Chapter 3
The directed graph is another term from graph theory. A directed graph is a set of nodes and a set of directed edges. Each directed edge originates at a source node and terminates at a target node (which may be the same as the source node). The nodes of a directed graph can have any number of edges. Directed graphs arise for applications with important topology or connectivity. For example, a directed graph is a natural representation for airline flights between airports.
Figure 3.1 shows two examples of directed graphs.
There are six templates for directed graphs.
There appears to be no directed graph counterpart to the overlapping trees template.
In the simple directed graph template (Figure 3.2) all nodes have the same kind of data. Figure 3.2 corresponds to the simple tree template and relaxes the multiplicity constraints for the parent and root nodes. A directed graph may have multiple roots and each node may have multiple parents.
A DG (directed graph) is a set of nodes and a set of directed edges that connect nodes. (Note: in a directed graph all the nodes do not have to be connected.) You need not include DG in a use of the template. A Node is an entity type whose records are organized as a directed graph. The distinction between parent and child causes the sense of direction that effects directed edges. There can be at most one coupling between a pair of nodes.
Figure 3.2 adds the constraint that each node has a parent except for root nodes. (The template itself is more permissive and lacks this constraint.) In general, a directed graph may have cycles but this template disallows them. (A cycle starts at a node and after traversing a series of edges reaches the starting node.) Since this template is based on a tree template, it doesn't make sense to permit cycles.
Each node may have a name. As Figure 3.3 shows, node names can be globally unique (left template) or unique within a context (right template).
Figure 3.4 restates Figure 3.3 with the IDEF1X notation. The following are foreign keys: dgID references DG, childID references Node, parentID references Node, and rootID references Node.
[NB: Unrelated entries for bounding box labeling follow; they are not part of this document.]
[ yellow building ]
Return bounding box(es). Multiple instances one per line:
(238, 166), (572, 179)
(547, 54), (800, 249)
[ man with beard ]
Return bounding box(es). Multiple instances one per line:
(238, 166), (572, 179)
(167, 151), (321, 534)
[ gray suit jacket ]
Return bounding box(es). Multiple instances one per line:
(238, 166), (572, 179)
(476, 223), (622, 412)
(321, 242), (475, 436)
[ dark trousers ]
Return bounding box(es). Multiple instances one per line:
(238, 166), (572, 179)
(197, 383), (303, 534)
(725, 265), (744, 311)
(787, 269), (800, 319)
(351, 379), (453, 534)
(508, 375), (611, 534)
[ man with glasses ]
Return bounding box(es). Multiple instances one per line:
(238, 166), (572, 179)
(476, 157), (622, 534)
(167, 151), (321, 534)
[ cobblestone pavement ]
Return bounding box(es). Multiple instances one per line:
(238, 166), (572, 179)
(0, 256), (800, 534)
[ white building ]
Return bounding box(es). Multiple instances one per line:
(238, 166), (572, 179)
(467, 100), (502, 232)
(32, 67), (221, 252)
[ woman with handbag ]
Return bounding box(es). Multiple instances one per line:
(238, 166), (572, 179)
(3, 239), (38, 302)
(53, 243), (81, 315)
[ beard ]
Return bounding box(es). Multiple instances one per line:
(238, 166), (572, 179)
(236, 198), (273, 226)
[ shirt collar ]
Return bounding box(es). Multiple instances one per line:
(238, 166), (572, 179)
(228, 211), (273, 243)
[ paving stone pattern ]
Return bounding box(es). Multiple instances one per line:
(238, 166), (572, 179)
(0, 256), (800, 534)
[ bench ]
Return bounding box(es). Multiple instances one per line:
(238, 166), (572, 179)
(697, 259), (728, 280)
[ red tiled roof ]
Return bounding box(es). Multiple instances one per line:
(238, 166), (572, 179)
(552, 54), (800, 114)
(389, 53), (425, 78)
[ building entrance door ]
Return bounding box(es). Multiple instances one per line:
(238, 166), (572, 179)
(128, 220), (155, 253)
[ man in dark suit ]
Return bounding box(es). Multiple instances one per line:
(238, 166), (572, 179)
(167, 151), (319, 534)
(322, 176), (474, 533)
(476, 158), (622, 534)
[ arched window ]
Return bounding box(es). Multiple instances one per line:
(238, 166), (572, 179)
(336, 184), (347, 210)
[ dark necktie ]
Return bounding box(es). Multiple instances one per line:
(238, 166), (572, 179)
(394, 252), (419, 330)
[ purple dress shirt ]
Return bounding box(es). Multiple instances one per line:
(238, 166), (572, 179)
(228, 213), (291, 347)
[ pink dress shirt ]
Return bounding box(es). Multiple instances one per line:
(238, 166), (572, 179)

For brevity, Figure 3.4 omits DG data.
Figure 3.4b defines parentID + nodeName as the Node_Node primary key. (This is an arbitrary choice and parentID + childID could be the primary key instead.) Node_Node defines node names for all nodes except for the roots. The root nodes obtain their name from the combination of dgID + nodeName. Once again the choice of primary key is arbitrary for DG_Node and could have been the alternate key instead.
Figure 3.5 and Figure 3.6 show SQL queries for common traversals of the template. The colon prefix denotes variable values that must be provided for each query.
Figure 3.7 shows simple directed graph tables populated with data. The ID values are arbitrary, but internally consistent. In accordance with the template, there are no explicit edges; edges are represented via the coupling between nodes. The populated tables use different data than Figure 3.1 because the premise of the template is a tree that is generalized to having multiple parents.
Simple directed graphs occasionally arise.
Figure 3.8 revisits the management hierarchy model of Figure 2.16. Some organizations do not limit their reporting structure to a strict hierarchy and can have subordinates reporting to more than one manager.
Figure 3.9 shows the UML template for structured directed graphs when there is a need to differentiate leaf nodes from branch nodes. This template is based on the structured tree and relaxes the multiplicity constraints for the parent and root nodes. A directed graph may have multiple roots and each node may have multiple parents.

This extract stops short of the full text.